I'm working more about making it look like a prom massacre then paying attention to every detail of the movie... chances are my guests haven't watched recently and with it saying 'Carrie' stuff on the walls... they'll get it. 

Yay!


----------



## dawnski (Jun 16, 2012)

Stochey, can't wait to see what the room looks like. Sounds awesome!


----------



## Grego-Fett (Aug 18, 2013)

Dear God this Is an awesome idea from Halloween party. Good job!


----------



## Stochey (Sep 22, 2009)

Thank you so much Grego and Dawnski!

Anyone know where I can get like a giant gnarly looking bug? One that sorta looks like something that would come from The Mist? For around $30 or less?


----------



## Stochey (Sep 22, 2009)

SCORE!

My Dad's friend is going to let me use a wheel chair he has for my Misery scene at the party! I have to give it back though! Which is fine! Free is perfect! Lol!

I was really worried about being able to find one!


----------



## Stochey (Sep 22, 2009)

Ok, I want something for my 'Shining' bathroom but I don't know what it's called, therefore I don't even know what to search for to find it. 

Ok, you guys know the elevator full of blood in Kubrick's film?

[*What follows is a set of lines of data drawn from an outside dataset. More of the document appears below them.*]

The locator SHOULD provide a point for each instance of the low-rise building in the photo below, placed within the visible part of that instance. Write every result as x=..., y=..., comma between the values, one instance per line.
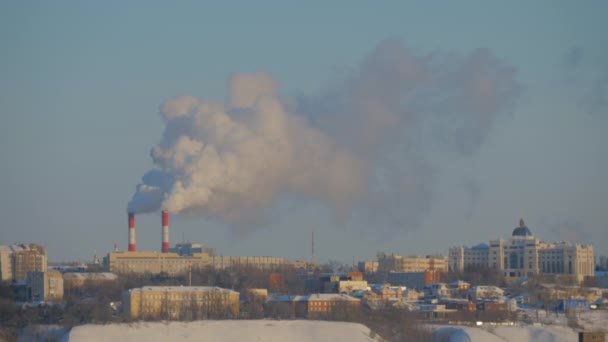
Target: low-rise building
x=314, y=306
x=180, y=302
x=73, y=280
x=44, y=286
x=397, y=263
x=368, y=266
x=413, y=280
x=485, y=292
x=154, y=262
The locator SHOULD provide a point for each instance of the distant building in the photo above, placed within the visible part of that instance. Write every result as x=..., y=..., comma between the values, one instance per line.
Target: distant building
x=413, y=280
x=524, y=255
x=17, y=260
x=180, y=303
x=73, y=280
x=314, y=306
x=368, y=266
x=154, y=262
x=262, y=262
x=189, y=249
x=397, y=263
x=485, y=292
x=44, y=286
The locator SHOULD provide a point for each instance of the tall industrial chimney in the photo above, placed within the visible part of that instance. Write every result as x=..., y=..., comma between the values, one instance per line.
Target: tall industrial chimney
x=131, y=232
x=165, y=232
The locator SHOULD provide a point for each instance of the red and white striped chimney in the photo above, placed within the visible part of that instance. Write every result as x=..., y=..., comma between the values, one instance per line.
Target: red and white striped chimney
x=165, y=232
x=131, y=232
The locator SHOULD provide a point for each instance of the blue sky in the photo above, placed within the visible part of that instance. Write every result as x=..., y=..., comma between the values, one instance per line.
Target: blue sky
x=81, y=84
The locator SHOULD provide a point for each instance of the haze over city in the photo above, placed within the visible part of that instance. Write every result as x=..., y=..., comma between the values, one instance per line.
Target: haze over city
x=409, y=128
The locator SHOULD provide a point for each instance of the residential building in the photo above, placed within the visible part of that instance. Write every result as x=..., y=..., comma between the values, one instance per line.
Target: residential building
x=16, y=261
x=413, y=280
x=180, y=302
x=314, y=306
x=485, y=292
x=44, y=286
x=524, y=255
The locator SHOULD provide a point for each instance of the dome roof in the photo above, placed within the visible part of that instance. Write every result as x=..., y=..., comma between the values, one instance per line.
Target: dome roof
x=522, y=230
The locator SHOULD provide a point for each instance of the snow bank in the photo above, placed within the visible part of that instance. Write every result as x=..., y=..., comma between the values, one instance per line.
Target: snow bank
x=259, y=330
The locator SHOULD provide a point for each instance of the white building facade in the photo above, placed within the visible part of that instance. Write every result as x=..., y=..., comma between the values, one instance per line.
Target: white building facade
x=524, y=255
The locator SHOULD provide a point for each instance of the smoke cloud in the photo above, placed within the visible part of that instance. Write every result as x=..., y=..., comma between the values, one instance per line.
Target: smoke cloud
x=359, y=147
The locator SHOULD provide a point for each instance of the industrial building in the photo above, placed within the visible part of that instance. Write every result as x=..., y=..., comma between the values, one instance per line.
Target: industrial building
x=180, y=302
x=16, y=261
x=413, y=280
x=74, y=280
x=524, y=255
x=397, y=263
x=180, y=259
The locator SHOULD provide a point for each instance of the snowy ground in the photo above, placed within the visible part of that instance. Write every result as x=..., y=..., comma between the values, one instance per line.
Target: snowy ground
x=549, y=328
x=260, y=330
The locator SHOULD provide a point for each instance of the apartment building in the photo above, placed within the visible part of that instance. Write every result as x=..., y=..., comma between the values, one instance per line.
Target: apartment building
x=180, y=302
x=16, y=261
x=44, y=286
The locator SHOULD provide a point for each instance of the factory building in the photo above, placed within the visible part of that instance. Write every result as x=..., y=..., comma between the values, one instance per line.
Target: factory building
x=154, y=262
x=397, y=263
x=524, y=255
x=44, y=286
x=180, y=259
x=16, y=261
x=180, y=302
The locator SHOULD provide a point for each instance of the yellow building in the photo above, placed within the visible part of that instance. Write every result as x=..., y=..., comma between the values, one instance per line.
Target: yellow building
x=180, y=303
x=397, y=263
x=262, y=262
x=175, y=264
x=154, y=262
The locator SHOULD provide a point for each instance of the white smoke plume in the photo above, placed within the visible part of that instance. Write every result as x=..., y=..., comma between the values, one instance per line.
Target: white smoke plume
x=358, y=147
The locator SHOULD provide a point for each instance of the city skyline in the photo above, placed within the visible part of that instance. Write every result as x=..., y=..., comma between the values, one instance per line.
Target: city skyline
x=83, y=85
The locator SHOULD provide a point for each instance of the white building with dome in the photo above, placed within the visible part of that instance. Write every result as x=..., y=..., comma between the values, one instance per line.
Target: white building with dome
x=524, y=255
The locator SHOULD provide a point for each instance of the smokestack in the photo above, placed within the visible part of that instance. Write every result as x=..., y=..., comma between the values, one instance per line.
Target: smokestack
x=165, y=232
x=131, y=232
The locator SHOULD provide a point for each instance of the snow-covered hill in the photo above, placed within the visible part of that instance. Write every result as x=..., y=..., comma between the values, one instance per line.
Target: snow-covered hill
x=259, y=330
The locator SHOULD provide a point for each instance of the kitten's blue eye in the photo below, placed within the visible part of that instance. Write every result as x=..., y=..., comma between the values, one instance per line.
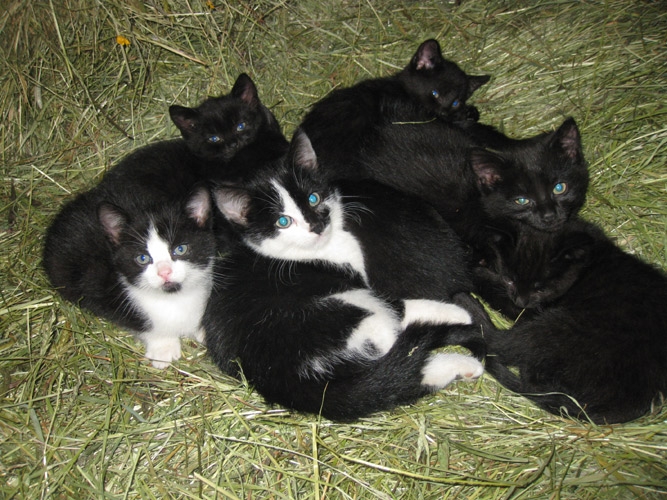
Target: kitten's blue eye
x=314, y=199
x=560, y=188
x=142, y=259
x=284, y=221
x=180, y=250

Keep that in mind. 

What I'm thinking of, I'm pretty sure is used for relaxation, I'm pretty sure my parents had a blue one that made ocean sounds. 

Its a clear plastic thing that holds liquid and tilts from one end to the other, making the liquid rush from one end to the other. 

What should I even search for to find one of those?


----------



## dane82 (Sep 24, 2012)

you could have a naked female handcuffed to the bed with her wrists cut.

sorry, i just finished gerald's game.


----------



## Stochey (Sep 22, 2009)

My husband came up with a great idea last night! I'm going to put my edwardian butler in my 'Shining' themed bathroom and put a 'Mr. Grady' nametag on him!

He was the previous caretaker that Jack Nicholson talks to in the bathroom so it works! 

Does anyone remember if he talks to him in the bathroom in the book? Its been a while since I read it. 

Pretty excited about this!


----------



## dawnski (Jun 16, 2012)

Great idea on the butler!


----------



## Stochey (Sep 22, 2009)

Finally got to start over the weekend. I lined the perimeter of the floor in the living room with orange lights hoping to get a burning effect. It looks pretty good. I also put a flicker fake flame thing behind the tv so it looks like there is a fire back there. We hung a few streamers with burned ends too. 

The bottom half of my staple gun was gone but I plan on getting another one on the way home from work!

Hopefully I'll get something up picture-worthy tonight!


----------



## Stochey (Sep 22, 2009)

So people are finally starting to RSVP... Party is the 26th! 

They're requesting Dark Tower (never read it )references... I think someone mentioned in here somewhere but I'll have to re-read... 

In the meantime..


EASY DARK TOWER REFERENCES! GO!


----------



## dane82 (Sep 24, 2012)

Stochey said:


> So people are finally starting to RSVP... Party is the 26th!
> 
> They're requesting Dark Tower (never read it )references... I think someone mentioned in here somewhere but I'll have to re-read...
> 
> ...


the iconic hero and villain are referred to as "the gunslinger" and "the man in black" especially throughout the first book. don't know how you might incorporate that but that would probably be some of the most recognizable references.


----------



## offmymeds (May 26, 2010)

There was a little animal called a billybumbler.....looked like a raccoon with a long snout? named OY......I think
A boy and a woman in a wheelchair named Odetta? It's been a long time since ive read the series


----------



## Allamy (Nov 4, 2018)

thanks for sharing. I'm doing a Shining scene in 2019 and these are inspiring.


----------



## Stochey (Sep 22, 2009)

Allamy said:


> thanks for sharing. I'm doing a Shining scene in 2019 and these are inspiring.


Awesome! Glad I could inspire!


----------